Pretty new myself. Early tips are still fresh in mind. 
1) join your local bee club. For your area it's Puget Sound Beekeeping: http://www.pugetsoundbees.org
2) Participate in their apiary days where you get a chance to "work" the hives and learn from each other. Alternatively you could do Pierce County's club and apiary days which may be closer (Puyallup) 
3) sign up for Puget Sound's workshops (next one is Sept 14 with Michael Bush
4) regs: look at http://www.pugetsoundbees.org/beekeeping-laws/ 
I didn't see Kent specific ordinances but not every city has bee specific laws. 

What you should be thinking about now: 1) is where to get your bees and what type (usually ordered in the Dec-Jan time frame , 2) what type/configuration of hive you want to use, 3) how many boxes to start with. 

There are lots of opinions about #1 and #2 have a few conversations with a bunch of people and then make up your own mind.

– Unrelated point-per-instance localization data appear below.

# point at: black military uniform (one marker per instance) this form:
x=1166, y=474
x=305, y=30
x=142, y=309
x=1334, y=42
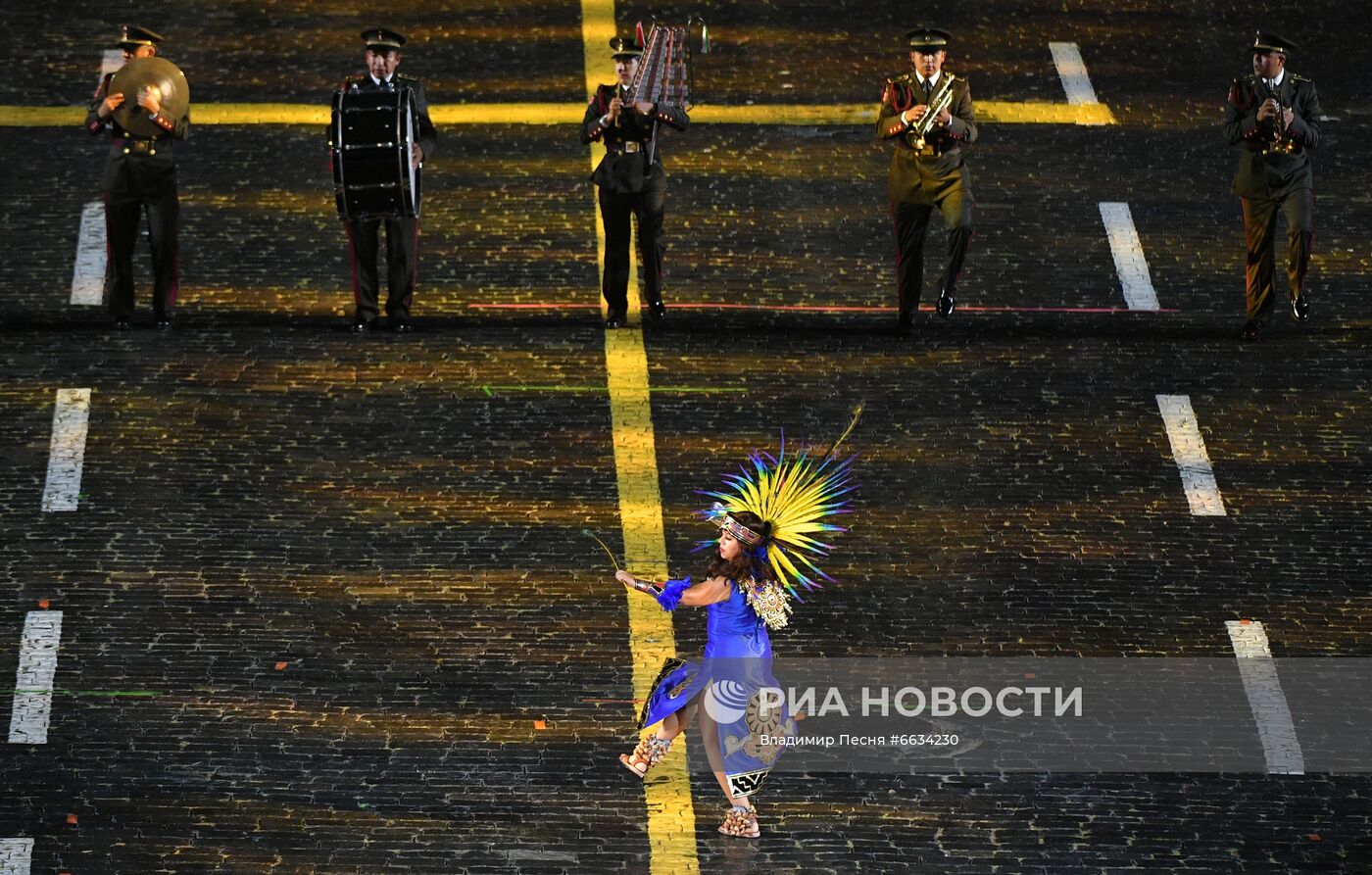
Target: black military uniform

Pretty much everybody agrees that newbies should start with two hives. 

Have fun.


----------



## Rader Sidetrack (Nov 30, 2011)

Welcome to Beesource!

If you live within the city limits of Kent, WA, then there are some restrictions on apiaries. You can read the municipal code involving bees here:
http://www.codepublishing.com/WA/Kent/html/Kent15/Kent1508.html#15.08.070

You will find a lot of useful beekeeping information on Michael Bush's site:
http://www.bushfarms.com/bees.htm


----------



## AmericasBeekeeper (Jan 24, 2010)

Welcome JB!


----------



## jayebarry (Sep 4, 2013)

Thanks everyone!


----------



## rsderrick (May 7, 2006)

Welcome jayebarry, Welcome, Welcome. Look forward to getting to know you better! Beesource is really great place to learn all about beekeeping and meet some really awesome people! Just keep reading, asking questions, and getting in your bees. It's the best way to learn.


----------



## BGhoney (Sep 26, 2007)

Welcome, there also good bee conventions up in your area .


----------



## Deezil (Jul 1, 2013)

Hey Jayberry,

I'm just "up the hill" in Federal Way & also getting my start next spring

Glad to see another person from my neck of the woods, on here


----------



## jayebarry (Sep 4, 2013)

Looking for a local mentor. Seems like existing clubs are not practical for me due to times and distances.

Deezil, do you have a mentor....

I really want to start with a top bar hive....just reading a book on it now.


----------



## madeangelo (Sep 1, 2013)

Deezil and Jayebarry - 
You may also want to check out the wabeekeepersforum.proboards.com site which includes some local clubs and expertise.


----------